I just started to learn time series (about time after avoiding it for very long).
I read through some short summaries and jumped straight to see if one can model time series using supervised learning, turns out there's 2 ways.
The way I want to ask is based on the famous Kaggle notebook on XGboost for Time Series. The notebook is clear and one see that he transformed (decomposed) each datetime record to its week, day, month etc to somewhat capture trends/seasonal.
A short pseudo code is below:
def create_features(df, label=None):
"""
Creates time series features from datetime index
"""
df['date'] = df.index
df['hour'] = df['date'].dt.hour
...
X = df[['hour','dayofweek','quarter','month','year',
'dayofyear','dayofmonth','weekofyear']]
return ...
Now I tried it myself on a dataset, works fine and predictions made on Unseen Test Set is decent. I thought it's all good and tried to make more features, especially features like rolling mean
, rolling median
over past timeperiods and soon I ran into a big issue. During training and validation, we have the target values and hence these rolling
or lag
features can be found. But on unseen test set, there should be no target for us to model…how then should we go about forecasting, say 3 days ahead? Note that I did not notice this because the initial features are agnostic of target, as long as we have a datetime, we can create these features.

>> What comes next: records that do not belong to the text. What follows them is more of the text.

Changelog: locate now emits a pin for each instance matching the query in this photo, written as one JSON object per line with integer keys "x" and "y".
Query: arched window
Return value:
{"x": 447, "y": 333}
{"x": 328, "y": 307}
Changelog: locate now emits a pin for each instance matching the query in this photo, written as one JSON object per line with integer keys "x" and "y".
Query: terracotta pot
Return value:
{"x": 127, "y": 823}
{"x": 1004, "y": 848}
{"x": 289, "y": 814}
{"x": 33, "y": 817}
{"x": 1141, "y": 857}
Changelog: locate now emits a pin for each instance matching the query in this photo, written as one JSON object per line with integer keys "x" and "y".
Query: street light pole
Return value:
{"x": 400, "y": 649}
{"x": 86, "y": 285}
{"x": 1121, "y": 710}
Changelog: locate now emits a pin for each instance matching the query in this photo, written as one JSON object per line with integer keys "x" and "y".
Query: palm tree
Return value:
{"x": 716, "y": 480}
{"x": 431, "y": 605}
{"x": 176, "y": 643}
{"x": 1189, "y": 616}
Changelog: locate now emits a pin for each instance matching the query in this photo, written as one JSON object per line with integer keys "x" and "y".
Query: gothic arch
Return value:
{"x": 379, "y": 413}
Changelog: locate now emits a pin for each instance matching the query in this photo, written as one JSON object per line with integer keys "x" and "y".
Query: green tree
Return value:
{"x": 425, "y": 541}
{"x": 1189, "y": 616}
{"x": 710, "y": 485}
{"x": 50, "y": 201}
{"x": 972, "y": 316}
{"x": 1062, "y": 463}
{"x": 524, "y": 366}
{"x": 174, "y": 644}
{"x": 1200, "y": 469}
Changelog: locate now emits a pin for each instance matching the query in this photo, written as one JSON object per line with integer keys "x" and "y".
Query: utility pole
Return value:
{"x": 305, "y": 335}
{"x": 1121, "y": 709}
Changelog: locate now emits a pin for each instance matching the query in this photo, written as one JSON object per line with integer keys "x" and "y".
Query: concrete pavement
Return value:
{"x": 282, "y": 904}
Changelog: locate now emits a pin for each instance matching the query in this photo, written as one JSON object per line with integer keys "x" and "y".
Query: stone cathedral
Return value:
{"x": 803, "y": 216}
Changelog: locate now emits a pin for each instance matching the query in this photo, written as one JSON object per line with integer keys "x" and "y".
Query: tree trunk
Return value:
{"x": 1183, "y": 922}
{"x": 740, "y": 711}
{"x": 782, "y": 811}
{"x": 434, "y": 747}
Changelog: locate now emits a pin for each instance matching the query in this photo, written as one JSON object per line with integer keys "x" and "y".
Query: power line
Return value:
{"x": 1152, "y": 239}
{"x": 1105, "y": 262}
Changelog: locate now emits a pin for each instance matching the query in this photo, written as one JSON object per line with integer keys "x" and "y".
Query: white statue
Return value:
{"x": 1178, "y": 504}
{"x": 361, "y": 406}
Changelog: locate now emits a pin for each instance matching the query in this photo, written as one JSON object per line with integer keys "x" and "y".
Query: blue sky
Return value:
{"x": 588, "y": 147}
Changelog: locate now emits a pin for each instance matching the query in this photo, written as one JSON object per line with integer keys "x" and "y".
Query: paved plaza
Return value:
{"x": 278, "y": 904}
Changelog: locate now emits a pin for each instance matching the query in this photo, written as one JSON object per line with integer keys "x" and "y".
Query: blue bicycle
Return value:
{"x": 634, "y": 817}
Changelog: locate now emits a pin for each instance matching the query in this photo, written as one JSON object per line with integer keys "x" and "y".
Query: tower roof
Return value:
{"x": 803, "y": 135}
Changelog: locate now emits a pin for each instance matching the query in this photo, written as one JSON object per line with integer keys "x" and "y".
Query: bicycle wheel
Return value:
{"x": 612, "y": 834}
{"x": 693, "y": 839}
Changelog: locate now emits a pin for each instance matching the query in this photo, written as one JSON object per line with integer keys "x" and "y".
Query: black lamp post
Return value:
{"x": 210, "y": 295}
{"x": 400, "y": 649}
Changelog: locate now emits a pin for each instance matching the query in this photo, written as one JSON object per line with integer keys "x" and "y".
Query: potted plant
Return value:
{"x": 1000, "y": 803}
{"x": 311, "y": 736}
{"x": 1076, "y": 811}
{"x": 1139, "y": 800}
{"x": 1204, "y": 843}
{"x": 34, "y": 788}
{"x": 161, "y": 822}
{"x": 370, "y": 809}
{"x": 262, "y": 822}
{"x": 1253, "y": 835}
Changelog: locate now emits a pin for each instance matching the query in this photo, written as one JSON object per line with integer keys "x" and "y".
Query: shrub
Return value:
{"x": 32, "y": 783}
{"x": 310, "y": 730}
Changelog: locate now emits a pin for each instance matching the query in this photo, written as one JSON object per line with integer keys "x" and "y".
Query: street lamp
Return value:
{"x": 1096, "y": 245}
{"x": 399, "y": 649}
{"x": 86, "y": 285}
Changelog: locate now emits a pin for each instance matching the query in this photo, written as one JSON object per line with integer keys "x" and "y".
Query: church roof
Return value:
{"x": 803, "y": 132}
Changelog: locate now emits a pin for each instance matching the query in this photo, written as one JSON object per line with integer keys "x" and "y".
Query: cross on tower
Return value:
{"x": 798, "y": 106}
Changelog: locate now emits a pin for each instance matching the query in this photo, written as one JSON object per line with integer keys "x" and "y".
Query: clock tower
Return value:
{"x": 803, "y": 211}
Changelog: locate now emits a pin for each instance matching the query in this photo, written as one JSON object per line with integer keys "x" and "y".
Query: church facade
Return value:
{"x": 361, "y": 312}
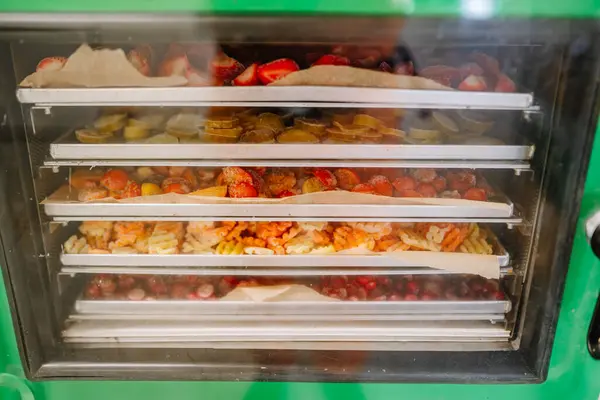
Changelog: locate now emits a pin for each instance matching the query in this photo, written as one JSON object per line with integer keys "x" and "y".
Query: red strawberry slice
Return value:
{"x": 505, "y": 84}
{"x": 248, "y": 78}
{"x": 332, "y": 59}
{"x": 51, "y": 64}
{"x": 233, "y": 175}
{"x": 274, "y": 70}
{"x": 473, "y": 83}
{"x": 225, "y": 67}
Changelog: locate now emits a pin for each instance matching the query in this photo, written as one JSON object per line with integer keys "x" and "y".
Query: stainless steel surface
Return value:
{"x": 278, "y": 96}
{"x": 509, "y": 221}
{"x": 289, "y": 212}
{"x": 308, "y": 308}
{"x": 212, "y": 260}
{"x": 259, "y": 331}
{"x": 256, "y": 271}
{"x": 342, "y": 162}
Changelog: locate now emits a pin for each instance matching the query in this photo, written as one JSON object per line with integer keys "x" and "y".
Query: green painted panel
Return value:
{"x": 522, "y": 8}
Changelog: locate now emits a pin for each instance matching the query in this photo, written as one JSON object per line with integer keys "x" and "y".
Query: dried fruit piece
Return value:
{"x": 51, "y": 64}
{"x": 225, "y": 67}
{"x": 331, "y": 59}
{"x": 235, "y": 175}
{"x": 150, "y": 189}
{"x": 404, "y": 183}
{"x": 215, "y": 191}
{"x": 426, "y": 190}
{"x": 473, "y": 83}
{"x": 364, "y": 188}
{"x": 475, "y": 194}
{"x": 92, "y": 136}
{"x": 312, "y": 185}
{"x": 327, "y": 179}
{"x": 382, "y": 185}
{"x": 347, "y": 178}
{"x": 242, "y": 189}
{"x": 505, "y": 84}
{"x": 114, "y": 179}
{"x": 132, "y": 189}
{"x": 277, "y": 69}
{"x": 248, "y": 78}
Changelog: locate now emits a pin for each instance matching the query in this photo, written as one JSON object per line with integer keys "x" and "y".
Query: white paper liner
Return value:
{"x": 98, "y": 68}
{"x": 275, "y": 293}
{"x": 66, "y": 194}
{"x": 337, "y": 75}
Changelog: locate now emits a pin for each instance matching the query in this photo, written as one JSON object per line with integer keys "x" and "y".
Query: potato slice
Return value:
{"x": 215, "y": 191}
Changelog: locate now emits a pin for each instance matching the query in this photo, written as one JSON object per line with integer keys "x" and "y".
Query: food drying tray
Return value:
{"x": 68, "y": 148}
{"x": 324, "y": 205}
{"x": 278, "y": 96}
{"x": 306, "y": 308}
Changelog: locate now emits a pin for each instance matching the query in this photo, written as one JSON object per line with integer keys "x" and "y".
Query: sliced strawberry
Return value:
{"x": 234, "y": 175}
{"x": 248, "y": 78}
{"x": 326, "y": 178}
{"x": 382, "y": 185}
{"x": 426, "y": 190}
{"x": 196, "y": 78}
{"x": 132, "y": 189}
{"x": 242, "y": 189}
{"x": 473, "y": 83}
{"x": 331, "y": 59}
{"x": 505, "y": 84}
{"x": 346, "y": 178}
{"x": 177, "y": 65}
{"x": 404, "y": 183}
{"x": 475, "y": 194}
{"x": 364, "y": 188}
{"x": 274, "y": 70}
{"x": 51, "y": 64}
{"x": 225, "y": 67}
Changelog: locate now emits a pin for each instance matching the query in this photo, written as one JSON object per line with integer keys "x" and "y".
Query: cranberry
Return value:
{"x": 205, "y": 291}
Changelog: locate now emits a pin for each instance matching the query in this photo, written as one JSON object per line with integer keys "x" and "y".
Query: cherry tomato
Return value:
{"x": 410, "y": 193}
{"x": 242, "y": 189}
{"x": 364, "y": 188}
{"x": 439, "y": 184}
{"x": 475, "y": 194}
{"x": 175, "y": 188}
{"x": 114, "y": 179}
{"x": 132, "y": 189}
{"x": 326, "y": 178}
{"x": 424, "y": 174}
{"x": 347, "y": 178}
{"x": 426, "y": 189}
{"x": 382, "y": 185}
{"x": 404, "y": 183}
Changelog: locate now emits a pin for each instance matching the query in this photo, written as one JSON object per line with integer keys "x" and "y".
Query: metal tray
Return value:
{"x": 281, "y": 96}
{"x": 68, "y": 148}
{"x": 173, "y": 307}
{"x": 212, "y": 260}
{"x": 261, "y": 331}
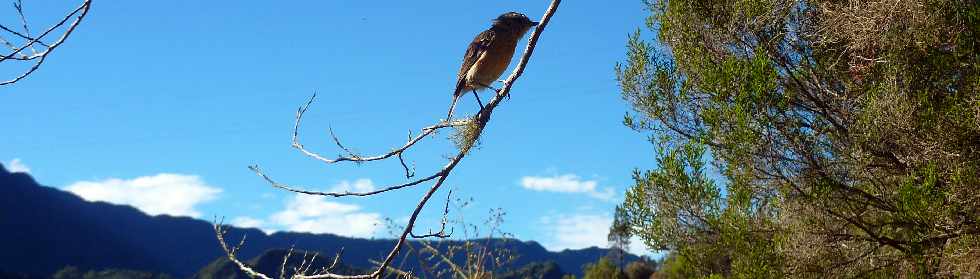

I hope someone can guide me to some good tutorials on this. I read the de-facto tutorials here but he is using the other way to model time series as supervised.
Best Answer
The rolling mean or lagged target values will always belong to past. If you plan to predict $t+k$ from up to day $t$ features, the rolling mean, however long it is, should contain the mean of the target values until day $t$.
At any arbitrary time $t$ in the test set, you can assume you have the data available until (and including) day $t-k$; even if day $t-k$ is in the test set. You should preprocess your test set accordingly.